Protect PDF files from editing

Protect PDF files from editing

Millions of PDF files are shared each day. Some are by private individuals, but many are by businesses and other organizations. This audience split has created a world where mainstream PDF applications are trying to appeal to two audiences – attempting to retain the convenience private individuals are used to while stopping enterprise PDFs from being tampered with.

Somewhat unsurprisingly, they don’t tend to do a good job with it. Though applications like Adobe Acrobat claim to protect PDF files from editing, in general, they lean towards the former audience. As a result, the controls available to prevent PDF editing in applications such as Adobe Acrobat are poorly implemented and easily bypassed.

Before we dive into what many applications do wrong, let’s talk a bit about why stopping the editing of PDF files may be more complicated than you think.

The challenges of PDF protection

The challenges of PDF protection

When it comes to PDF protection, a common misconception is that disabling direct editing is enough to prevent the document from being changed and tampered with. The reality, though, is that disabling direct editing in an application is just one avenue of attack.

To prevent the editing of a PDF file, you must stop both editing in the application, and the extraction of the data. Locking your PDF file is no good if the user can just copy and paste the information to another file.

It’s not just copying and pasting that must be prevented, either. If you don’t stop printing, users can print your document to a new PDF file, bypassing any protections you put in place. Screenshots are another avenue for copying. Though you may think editing a screenshot or printed document would be incredibly time-consuming, here’s how it works in reality:

  1. The user opens your PDF and takes a screenshot of the page(s) they want to modify.
  2. They upload it to a free online tool that converts images to a PDF file.
  3. They open their new PDF document in Acrobat or Foxit and use OCR character recognition to edit it like a normal PDF.
  4. They provide you or another party with the modified file, leaving you none the wiser.

Using software that doesn’t prevent these kinds of attacks is problematic. It could lead to the modification of contracts and other sensitive documents without your knowledge. It may even be used in a sophisticated cyberattack on your business.

Increasingly, attackers are using a technique called spearphishing, a personalised phishing attack that looks to imitate employees and management. One method an attacker can use to do so is the modification of an intercepted document. They could grab one of your invoices, modify it, and send it to the client with their payment information in place of yours. These types of attacks are becoming more and more common.

Why Adobe PDF Security doesn’t cut it

Adobe PDF security is unable to stop the attacks above from happening. There are dozens of problems with its protection, but the most critical is this: having the open password makes it trivial to remove any permissions.

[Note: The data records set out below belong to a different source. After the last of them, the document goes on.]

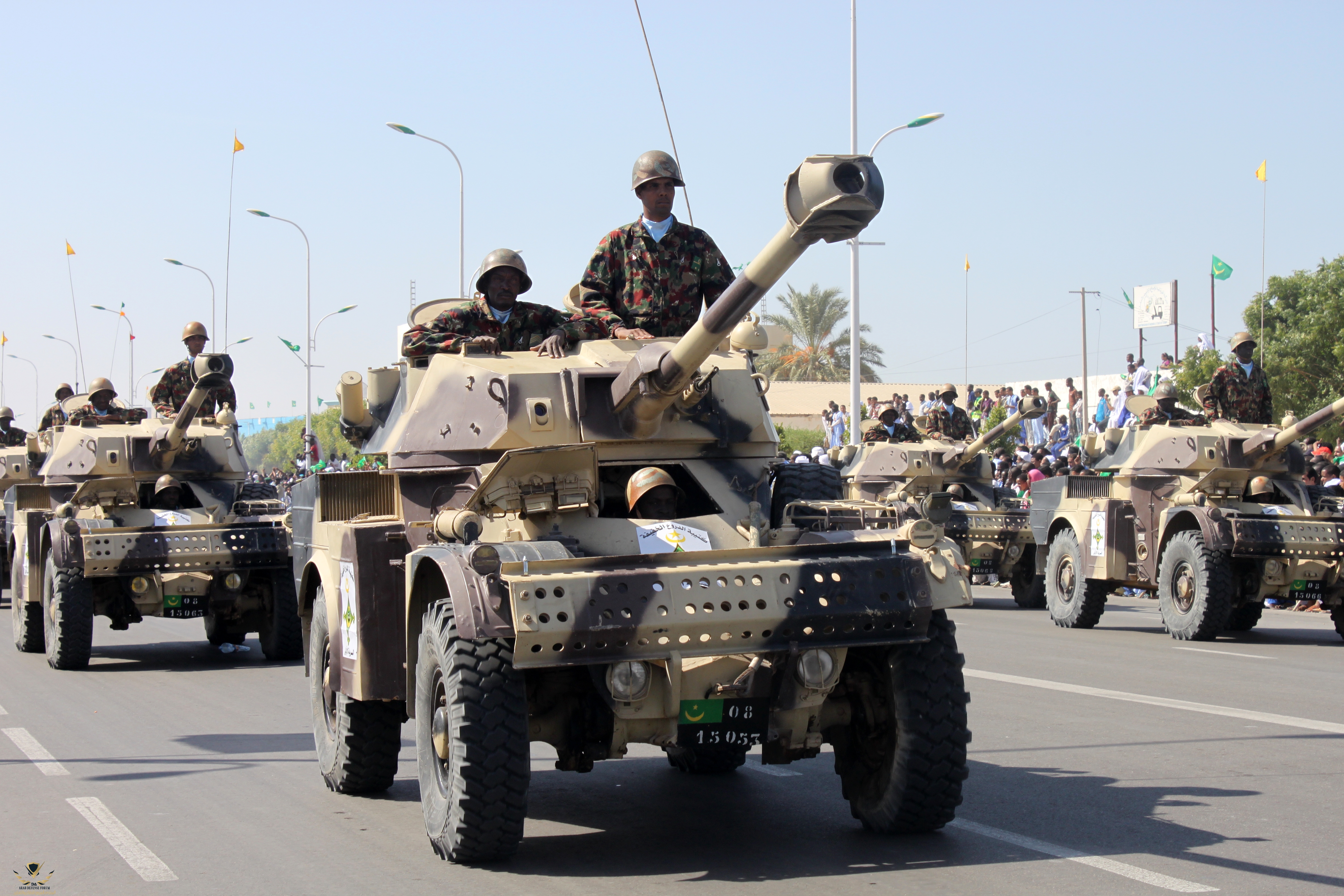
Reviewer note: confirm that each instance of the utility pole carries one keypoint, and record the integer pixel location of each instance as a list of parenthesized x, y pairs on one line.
[(1082, 305)]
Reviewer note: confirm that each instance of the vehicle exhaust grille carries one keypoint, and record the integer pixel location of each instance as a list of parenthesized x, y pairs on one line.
[(357, 494)]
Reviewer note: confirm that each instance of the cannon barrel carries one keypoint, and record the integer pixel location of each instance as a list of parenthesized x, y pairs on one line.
[(1029, 409), (208, 373), (827, 198), (1269, 441)]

Let’s explain. When you encrypt a PDF file, you have the option to apply two passwords: the one users require to open the document and the one that controls the file’s editing and printing restrictions. Naturally, the user you’re sending the document to needs to know the open password or they can’t read the content. But due to inherent flaws in the Adobe Security Handler, once they’ve opened the file they can upload it to freely available tools to remove the editing restrictions.

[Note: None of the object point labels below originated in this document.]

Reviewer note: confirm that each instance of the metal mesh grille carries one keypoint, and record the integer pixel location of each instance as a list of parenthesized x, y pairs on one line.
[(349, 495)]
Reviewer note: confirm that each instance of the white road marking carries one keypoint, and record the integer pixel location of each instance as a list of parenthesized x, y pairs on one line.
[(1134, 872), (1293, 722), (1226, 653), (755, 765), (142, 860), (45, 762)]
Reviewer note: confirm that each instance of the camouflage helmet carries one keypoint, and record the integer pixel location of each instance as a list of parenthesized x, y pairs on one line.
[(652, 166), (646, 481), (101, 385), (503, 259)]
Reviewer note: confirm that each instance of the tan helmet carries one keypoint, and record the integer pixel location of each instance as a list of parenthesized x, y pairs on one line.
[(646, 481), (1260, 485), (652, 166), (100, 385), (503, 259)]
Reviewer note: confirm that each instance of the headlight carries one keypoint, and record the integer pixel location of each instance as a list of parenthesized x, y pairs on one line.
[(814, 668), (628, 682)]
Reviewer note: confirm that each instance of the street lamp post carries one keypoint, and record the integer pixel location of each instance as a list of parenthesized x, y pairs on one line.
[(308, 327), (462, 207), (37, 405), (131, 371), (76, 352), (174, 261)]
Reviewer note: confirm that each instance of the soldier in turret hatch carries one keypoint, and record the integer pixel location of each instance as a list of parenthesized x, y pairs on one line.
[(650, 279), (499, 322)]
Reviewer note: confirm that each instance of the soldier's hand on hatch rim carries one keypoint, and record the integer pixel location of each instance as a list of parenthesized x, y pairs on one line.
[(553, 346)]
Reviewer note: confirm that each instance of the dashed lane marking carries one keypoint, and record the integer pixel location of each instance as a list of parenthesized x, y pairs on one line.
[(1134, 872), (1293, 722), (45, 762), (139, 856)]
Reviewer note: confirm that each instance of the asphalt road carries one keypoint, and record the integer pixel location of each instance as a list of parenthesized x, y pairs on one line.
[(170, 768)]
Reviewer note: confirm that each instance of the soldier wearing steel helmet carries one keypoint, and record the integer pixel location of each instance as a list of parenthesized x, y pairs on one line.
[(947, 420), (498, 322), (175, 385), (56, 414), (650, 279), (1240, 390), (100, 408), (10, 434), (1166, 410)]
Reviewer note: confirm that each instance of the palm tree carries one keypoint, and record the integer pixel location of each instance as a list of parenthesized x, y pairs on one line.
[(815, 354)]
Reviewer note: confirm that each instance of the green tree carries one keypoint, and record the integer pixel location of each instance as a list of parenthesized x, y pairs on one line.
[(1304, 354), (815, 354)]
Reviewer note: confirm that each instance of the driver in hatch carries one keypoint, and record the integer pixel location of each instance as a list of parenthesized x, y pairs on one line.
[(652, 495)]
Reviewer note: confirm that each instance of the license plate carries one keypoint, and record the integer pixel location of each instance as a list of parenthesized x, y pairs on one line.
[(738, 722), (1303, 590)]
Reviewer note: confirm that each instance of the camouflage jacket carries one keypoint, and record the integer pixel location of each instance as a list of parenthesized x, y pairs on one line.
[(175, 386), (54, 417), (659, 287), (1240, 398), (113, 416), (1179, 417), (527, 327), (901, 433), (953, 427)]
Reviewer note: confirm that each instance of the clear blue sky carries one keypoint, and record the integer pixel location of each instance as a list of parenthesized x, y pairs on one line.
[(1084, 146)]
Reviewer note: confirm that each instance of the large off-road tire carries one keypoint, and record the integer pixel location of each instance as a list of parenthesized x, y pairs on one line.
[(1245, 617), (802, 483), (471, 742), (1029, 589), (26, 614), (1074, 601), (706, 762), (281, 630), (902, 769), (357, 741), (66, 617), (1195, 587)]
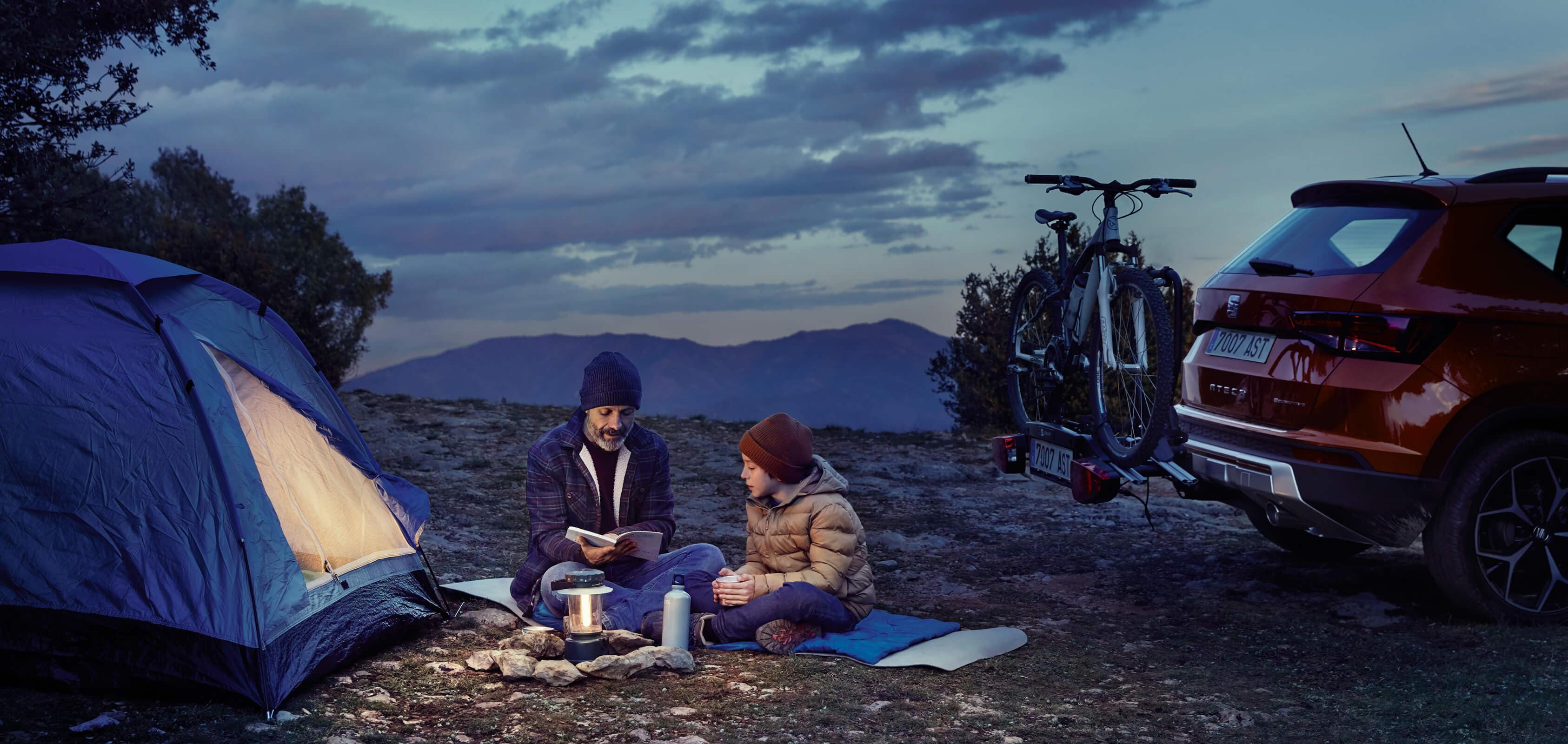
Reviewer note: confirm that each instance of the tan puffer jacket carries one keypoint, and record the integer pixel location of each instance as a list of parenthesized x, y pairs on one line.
[(813, 538)]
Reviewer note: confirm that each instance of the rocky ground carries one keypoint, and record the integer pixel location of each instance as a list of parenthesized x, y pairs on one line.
[(1173, 625)]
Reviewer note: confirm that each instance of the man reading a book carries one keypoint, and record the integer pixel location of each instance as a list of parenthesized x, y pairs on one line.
[(806, 567), (604, 475)]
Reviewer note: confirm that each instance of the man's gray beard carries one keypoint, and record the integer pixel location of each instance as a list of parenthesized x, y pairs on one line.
[(595, 435)]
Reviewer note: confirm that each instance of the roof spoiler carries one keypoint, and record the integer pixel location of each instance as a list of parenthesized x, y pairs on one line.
[(1368, 192), (1518, 176)]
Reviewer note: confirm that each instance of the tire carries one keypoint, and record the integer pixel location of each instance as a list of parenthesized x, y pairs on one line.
[(1131, 409), (1301, 542), (1493, 507), (1034, 392)]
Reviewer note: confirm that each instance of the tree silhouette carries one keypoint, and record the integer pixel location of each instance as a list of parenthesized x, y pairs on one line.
[(51, 96)]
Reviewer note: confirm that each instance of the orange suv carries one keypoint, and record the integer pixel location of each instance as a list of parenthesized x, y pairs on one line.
[(1388, 362)]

However, malicious parties have avenues for attack even if they don’t have the open password. If the open password isn’t highly secure, they can usually crack it with a third-party tool. If it is secure, they can likely still discover it via tools developed by Russian firm Elcomsoft.

This is just one way Adobe PDF security falls short – they also fail to properly protect against printing from the browser and screenshotting.  So the question is this: what should you be using instead?

PDF DRM solutions

Though they’re admittedly pricier than a standard Adobe Acrobat subscription, PDF DRM solutions are your best bet to truly protect your files from editing. After all, they’re purpose-built to keep your documents safe and un-editable.

PDF DRM solutions tend to remove the need for passwords entirely. When you encrypt your file, it’s converted into a new format that can only be opened in a secure viewer application by someone with a license to do so. The license is activated by the recipient ahead of time and can only be activated by them, ensuring attackers aren’t able to intercept the document.

Further, this new format cannot be edited by anyone – the secure viewer application doesn’t allow it. As well as this natural protection against direct editing, PDF DRM solutions include a variety of anti-printing, screenshotting, copy/pasting, and device locking controls that can’t be removed and eliminate other methods of editing.

While purchasing such a solution is another cost, it’s nearly always worth it. The damage a single attacker can do will easily outstrip any license fees you pay. To ensure the image of your business remains untainted, a PDF DRM tool is your best bet.